同社はボーナス予測が増加した理由について、2012年末以降の景気回復や円安効果により企業収益が持ち直しつつあることや、企業の景況感の改善、政府による賃上げ要請などが影響した可能性があると分析している。

ただし、増加は大企業が中心となる見込みで、中小企業では目立った改善が期待できないため、全体のボーナスの増加率は小幅にとどまると指摘。中小企業は内需に依存する度合いが大きく、大企業と比較して円安の恩恵を受けにくいため、景況感の改善は遅れている。同社は「雇用者の大半は中小企業の属しているため、中小企業での改善が見られなければボーナスの明確な改善は難しい」としている。

大企業についても、自動車や流通でボーナス増となるのに対し、業績悪化が続く電機ではボーナス削減で妥結する企業も多く、業種によって偏りが見られると指摘。

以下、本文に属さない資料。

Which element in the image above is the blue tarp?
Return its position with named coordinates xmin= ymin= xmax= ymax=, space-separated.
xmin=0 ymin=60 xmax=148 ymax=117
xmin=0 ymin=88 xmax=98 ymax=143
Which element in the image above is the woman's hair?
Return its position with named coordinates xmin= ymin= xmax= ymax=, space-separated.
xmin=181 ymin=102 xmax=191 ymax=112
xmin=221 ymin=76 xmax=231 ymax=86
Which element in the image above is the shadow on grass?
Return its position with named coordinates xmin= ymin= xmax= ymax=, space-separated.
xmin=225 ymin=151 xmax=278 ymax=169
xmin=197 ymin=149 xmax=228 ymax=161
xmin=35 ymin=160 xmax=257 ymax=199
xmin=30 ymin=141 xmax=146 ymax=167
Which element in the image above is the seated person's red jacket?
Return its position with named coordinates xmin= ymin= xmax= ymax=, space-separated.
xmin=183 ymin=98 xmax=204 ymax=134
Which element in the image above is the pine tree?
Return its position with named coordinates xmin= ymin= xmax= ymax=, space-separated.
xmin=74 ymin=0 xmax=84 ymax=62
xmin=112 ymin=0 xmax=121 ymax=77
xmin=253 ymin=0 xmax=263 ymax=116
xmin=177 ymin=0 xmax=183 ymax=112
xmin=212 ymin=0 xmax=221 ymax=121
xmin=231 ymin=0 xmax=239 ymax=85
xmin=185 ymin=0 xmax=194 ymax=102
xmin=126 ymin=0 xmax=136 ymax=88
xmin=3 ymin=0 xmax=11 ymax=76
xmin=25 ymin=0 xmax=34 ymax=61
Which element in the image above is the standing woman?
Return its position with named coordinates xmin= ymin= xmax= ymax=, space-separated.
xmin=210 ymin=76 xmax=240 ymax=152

また、増額が目立った流通業は、ほとんどの雇用者がボーナス支給の対象にならない非正規社員であり、「経済全体への寄与は大きくない」と分析している。このほかの懸念材料として、賃金の大半を占める所定内給与の改善が見られないことを挙げ、当面、家計の所得増は限定的な範囲にとどまる可能性が高いと推測している。

今夏の国家公務員のボーナス支給額については、前年比2.0%増の52万3,000円と予測。ただし、平均年齢の上昇により支給額が増えて見える影響が大きく、個々人のボーナスはほぼ前年並みとなる見込みとのこと。支給総額は同1.6%増の619億7,000万円、支給対象人数は同0.4%減の11万8,000人。一方、地方公務員のボーナス支給額については、概ね昨年並になると予想している。